To truly mend relational wounds requires you to say now is the time to deal with this. It is saying that you’re not putting it aside (if that’s usually the pattern - sometimes health can also mean letting things cool until a later time, so long as it is actually returned to at a later time). It means that you're not using a substance (alcohol, marijuana, sugar, carbs) to dull the ache that you’re feeling within you as a result of the fight or lack of connection. It also means that you are not going to pretend everything is okay and instead silently seethe in your own quiet agony (or resentment or bitterness or fury).
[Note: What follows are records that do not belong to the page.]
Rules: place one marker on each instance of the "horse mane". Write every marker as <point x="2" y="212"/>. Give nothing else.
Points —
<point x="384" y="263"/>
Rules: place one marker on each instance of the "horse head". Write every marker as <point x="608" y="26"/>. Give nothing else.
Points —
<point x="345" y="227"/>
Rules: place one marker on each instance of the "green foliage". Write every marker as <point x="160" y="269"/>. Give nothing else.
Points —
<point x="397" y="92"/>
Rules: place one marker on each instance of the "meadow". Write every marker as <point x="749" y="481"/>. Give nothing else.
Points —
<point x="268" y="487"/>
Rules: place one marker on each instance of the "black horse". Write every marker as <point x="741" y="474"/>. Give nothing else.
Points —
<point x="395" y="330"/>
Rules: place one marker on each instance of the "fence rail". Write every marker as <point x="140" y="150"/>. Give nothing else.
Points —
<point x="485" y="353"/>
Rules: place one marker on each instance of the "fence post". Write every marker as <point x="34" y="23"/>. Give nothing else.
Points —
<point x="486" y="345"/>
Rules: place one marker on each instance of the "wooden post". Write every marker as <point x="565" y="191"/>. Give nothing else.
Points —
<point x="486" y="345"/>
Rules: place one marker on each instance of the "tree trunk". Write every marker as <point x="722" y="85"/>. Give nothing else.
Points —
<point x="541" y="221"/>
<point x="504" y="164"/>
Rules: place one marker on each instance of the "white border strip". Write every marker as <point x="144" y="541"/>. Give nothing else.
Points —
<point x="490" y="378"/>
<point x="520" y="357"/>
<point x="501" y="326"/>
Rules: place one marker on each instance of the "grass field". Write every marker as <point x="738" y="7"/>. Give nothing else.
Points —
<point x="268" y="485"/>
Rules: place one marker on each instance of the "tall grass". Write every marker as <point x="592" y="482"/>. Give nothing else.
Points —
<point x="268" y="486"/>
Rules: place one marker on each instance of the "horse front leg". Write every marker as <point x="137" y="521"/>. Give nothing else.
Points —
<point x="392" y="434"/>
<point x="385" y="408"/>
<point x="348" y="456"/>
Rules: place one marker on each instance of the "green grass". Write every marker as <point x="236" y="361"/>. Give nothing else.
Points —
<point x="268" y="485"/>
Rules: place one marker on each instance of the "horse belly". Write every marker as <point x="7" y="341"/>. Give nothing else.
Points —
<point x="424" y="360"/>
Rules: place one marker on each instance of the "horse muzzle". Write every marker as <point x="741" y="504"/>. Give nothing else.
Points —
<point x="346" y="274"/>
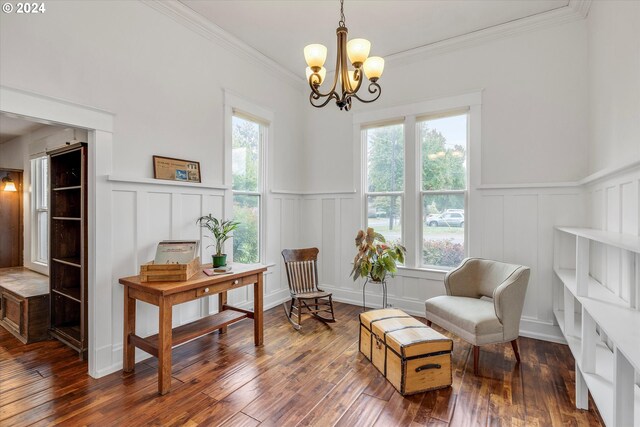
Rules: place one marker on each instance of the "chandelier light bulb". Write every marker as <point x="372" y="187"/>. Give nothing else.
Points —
<point x="358" y="51"/>
<point x="373" y="68"/>
<point x="345" y="83"/>
<point x="319" y="76"/>
<point x="315" y="55"/>
<point x="352" y="80"/>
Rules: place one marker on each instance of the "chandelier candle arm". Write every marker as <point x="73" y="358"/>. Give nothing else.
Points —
<point x="355" y="53"/>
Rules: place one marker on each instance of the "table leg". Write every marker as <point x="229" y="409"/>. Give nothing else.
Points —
<point x="128" y="355"/>
<point x="258" y="331"/>
<point x="164" y="346"/>
<point x="222" y="301"/>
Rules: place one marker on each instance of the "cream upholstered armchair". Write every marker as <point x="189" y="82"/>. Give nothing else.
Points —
<point x="478" y="320"/>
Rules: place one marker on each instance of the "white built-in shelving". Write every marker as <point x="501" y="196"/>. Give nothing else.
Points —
<point x="601" y="323"/>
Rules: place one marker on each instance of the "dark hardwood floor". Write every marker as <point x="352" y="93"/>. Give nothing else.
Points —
<point x="312" y="377"/>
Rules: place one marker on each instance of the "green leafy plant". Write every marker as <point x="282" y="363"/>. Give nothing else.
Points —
<point x="219" y="230"/>
<point x="376" y="258"/>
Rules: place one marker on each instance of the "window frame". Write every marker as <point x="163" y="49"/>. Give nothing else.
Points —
<point x="263" y="129"/>
<point x="365" y="175"/>
<point x="236" y="105"/>
<point x="425" y="193"/>
<point x="469" y="103"/>
<point x="39" y="186"/>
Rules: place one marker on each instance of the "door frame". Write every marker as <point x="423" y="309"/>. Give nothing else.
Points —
<point x="20" y="172"/>
<point x="99" y="125"/>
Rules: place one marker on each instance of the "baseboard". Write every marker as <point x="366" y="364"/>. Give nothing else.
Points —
<point x="541" y="330"/>
<point x="114" y="353"/>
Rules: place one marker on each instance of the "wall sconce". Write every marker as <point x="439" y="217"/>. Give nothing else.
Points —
<point x="9" y="185"/>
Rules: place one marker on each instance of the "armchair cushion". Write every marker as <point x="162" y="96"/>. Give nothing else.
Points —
<point x="473" y="320"/>
<point x="484" y="301"/>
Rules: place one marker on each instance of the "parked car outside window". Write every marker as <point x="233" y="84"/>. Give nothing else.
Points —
<point x="447" y="219"/>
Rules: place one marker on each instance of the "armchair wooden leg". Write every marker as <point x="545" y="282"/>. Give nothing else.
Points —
<point x="514" y="345"/>
<point x="476" y="359"/>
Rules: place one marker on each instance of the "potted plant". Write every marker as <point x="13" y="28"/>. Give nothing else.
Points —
<point x="220" y="230"/>
<point x="376" y="258"/>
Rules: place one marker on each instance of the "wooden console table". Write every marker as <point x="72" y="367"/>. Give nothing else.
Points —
<point x="167" y="294"/>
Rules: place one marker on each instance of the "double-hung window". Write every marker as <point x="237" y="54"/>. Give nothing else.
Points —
<point x="248" y="135"/>
<point x="384" y="191"/>
<point x="415" y="184"/>
<point x="40" y="209"/>
<point x="443" y="149"/>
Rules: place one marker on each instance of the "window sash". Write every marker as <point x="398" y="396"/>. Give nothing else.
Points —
<point x="423" y="195"/>
<point x="40" y="230"/>
<point x="263" y="129"/>
<point x="401" y="217"/>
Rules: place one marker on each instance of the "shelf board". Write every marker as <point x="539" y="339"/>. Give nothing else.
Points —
<point x="611" y="313"/>
<point x="72" y="187"/>
<point x="70" y="293"/>
<point x="72" y="261"/>
<point x="600" y="382"/>
<point x="628" y="242"/>
<point x="594" y="289"/>
<point x="206" y="325"/>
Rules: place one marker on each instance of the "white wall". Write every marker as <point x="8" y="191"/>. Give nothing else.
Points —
<point x="17" y="153"/>
<point x="533" y="136"/>
<point x="11" y="154"/>
<point x="534" y="111"/>
<point x="614" y="83"/>
<point x="165" y="85"/>
<point x="614" y="132"/>
<point x="163" y="81"/>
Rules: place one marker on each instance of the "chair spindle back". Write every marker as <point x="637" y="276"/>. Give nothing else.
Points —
<point x="302" y="271"/>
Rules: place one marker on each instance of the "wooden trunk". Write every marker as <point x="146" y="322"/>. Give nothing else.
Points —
<point x="413" y="357"/>
<point x="151" y="272"/>
<point x="24" y="311"/>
Resmaa Menakem describes this concept of clean pain and dirty pain. Clean pain is taking the road less traveled in regards to not avoiding awkward or painful discussions. It is engaging in the wound directly, inevitably increasing the sense of pain initially, so that the wound doesn’t cause long-term internal bleeding. Dirty pain is ignoring, denying, minimizing or pretending the relational rupture did not happen. It temporarily relieves you from feeling the agony or awkwardness or distance, but it prevents you from truly healing and clearing the mess away. It creates internal bleeding that leads to unsatisfying, disconnected, and fragmented relationships over time. Dirty pain is only considering, “what will make me feel better right now,” rather than thinking through what will achieve closeness long term. Dirty pain also assumes that maybe true closeness isn’t possible, that intimacy isn’t actually worth it, and that you might as well numb out or pretend anyway because true reconciliation is a pipe dream.


Once you trust certain relationships in your life, you can risk saying, “this hurt me,” without fearing that a defensive reaction will be thrown at you, or that more harm will be done, or that the relationship will dissolve. The difficulty is that going from dirty to clean pain, or going from intentionally repairing relationships ruptures from previously letting them go (IE ignoring them) creates a ton of distress (initially).
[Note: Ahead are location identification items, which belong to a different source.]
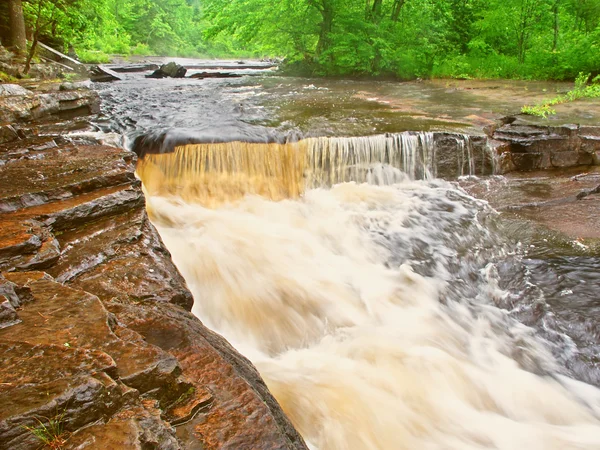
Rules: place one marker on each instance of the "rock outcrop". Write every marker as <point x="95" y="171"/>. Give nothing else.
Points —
<point x="96" y="338"/>
<point x="172" y="70"/>
<point x="20" y="104"/>
<point x="101" y="74"/>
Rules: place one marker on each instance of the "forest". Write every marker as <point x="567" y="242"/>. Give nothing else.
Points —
<point x="404" y="39"/>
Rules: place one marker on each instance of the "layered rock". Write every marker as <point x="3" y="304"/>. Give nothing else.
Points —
<point x="523" y="147"/>
<point x="172" y="70"/>
<point x="96" y="336"/>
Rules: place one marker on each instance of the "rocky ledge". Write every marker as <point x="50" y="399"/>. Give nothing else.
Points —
<point x="98" y="346"/>
<point x="525" y="146"/>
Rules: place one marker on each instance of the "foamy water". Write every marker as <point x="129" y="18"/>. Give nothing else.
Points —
<point x="370" y="313"/>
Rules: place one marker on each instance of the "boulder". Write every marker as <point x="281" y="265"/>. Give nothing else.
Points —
<point x="101" y="74"/>
<point x="129" y="68"/>
<point x="215" y="75"/>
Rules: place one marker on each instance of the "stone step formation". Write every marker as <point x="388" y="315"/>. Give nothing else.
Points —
<point x="96" y="336"/>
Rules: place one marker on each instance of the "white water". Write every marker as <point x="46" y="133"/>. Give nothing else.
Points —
<point x="323" y="295"/>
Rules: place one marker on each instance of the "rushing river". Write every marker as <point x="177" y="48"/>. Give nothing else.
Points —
<point x="384" y="308"/>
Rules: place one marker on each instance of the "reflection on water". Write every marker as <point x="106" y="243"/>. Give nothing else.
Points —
<point x="390" y="314"/>
<point x="370" y="312"/>
<point x="385" y="315"/>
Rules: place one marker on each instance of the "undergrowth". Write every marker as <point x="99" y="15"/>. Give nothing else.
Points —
<point x="581" y="90"/>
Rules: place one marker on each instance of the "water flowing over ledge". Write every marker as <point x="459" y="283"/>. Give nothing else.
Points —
<point x="277" y="171"/>
<point x="368" y="292"/>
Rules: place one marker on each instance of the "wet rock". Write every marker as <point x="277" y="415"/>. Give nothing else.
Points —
<point x="129" y="68"/>
<point x="21" y="104"/>
<point x="139" y="427"/>
<point x="458" y="154"/>
<point x="8" y="134"/>
<point x="534" y="147"/>
<point x="53" y="382"/>
<point x="202" y="75"/>
<point x="102" y="74"/>
<point x="13" y="90"/>
<point x="8" y="315"/>
<point x="242" y="413"/>
<point x="92" y="340"/>
<point x="172" y="70"/>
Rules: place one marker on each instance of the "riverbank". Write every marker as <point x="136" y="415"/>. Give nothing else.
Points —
<point x="96" y="332"/>
<point x="96" y="328"/>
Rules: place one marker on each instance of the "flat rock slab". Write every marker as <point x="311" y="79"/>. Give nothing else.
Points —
<point x="242" y="412"/>
<point x="83" y="269"/>
<point x="560" y="200"/>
Having a boundary, or saying, “I am really upset about this part of our relationship,” when you haven’t said much before, creates what feels like an even bigger rift than you were previously feeling. Sometimes, that rift gets so huge that the relationship doesn’t make it.


But to not name the rift is to live in the illusion that you’re fine when you actually aren’t.


And to live in illusions kills our spirits over time. It kills our drive, our courage, our raison d'être. It also kills our physical health. Research over the last decade has depicted that loneliness kills us as if we’re habitual smokers. It invades our bodies and tells us from the inside out that life isn’t worth living. It doesn’t mean we become suicidal necessarily (though it might), it simply means that we stop engaging our lives like they have sacred meaning.



Taking the risk of honestly naming relational upsets and disappointments, however, is still that: a risk. And yet the risk of not doing so has way higher consequences long term (less overt ones in the short term). Ideally, in our most intimate relationships, we are free (and invited) to name our grievances openly and with kindness and in a way that results in a growth in closeness. Does that happen in your closest relationships right now? If there is an area where it doesn’t, how comfortable would you feel about naming that dilemma with your loved one?


Starting this process can be as simple as saying, (during a time of relative peace), “we struggle to engage kindly about politics [sex] [finances] [your family]. I want to get better at that. Would you feel open to discussing ways we can love each other better regarding that topic?”


If they aren’t, you have an answer. If they are, you have a more hopeful one.


Here’s to the tough lesson of learning how to have vibrant, playful, fulfilling relationships. It is so difficult but so worth the intensive amount of time, effort, and energy.


Do you have any questions about how this looks in your life?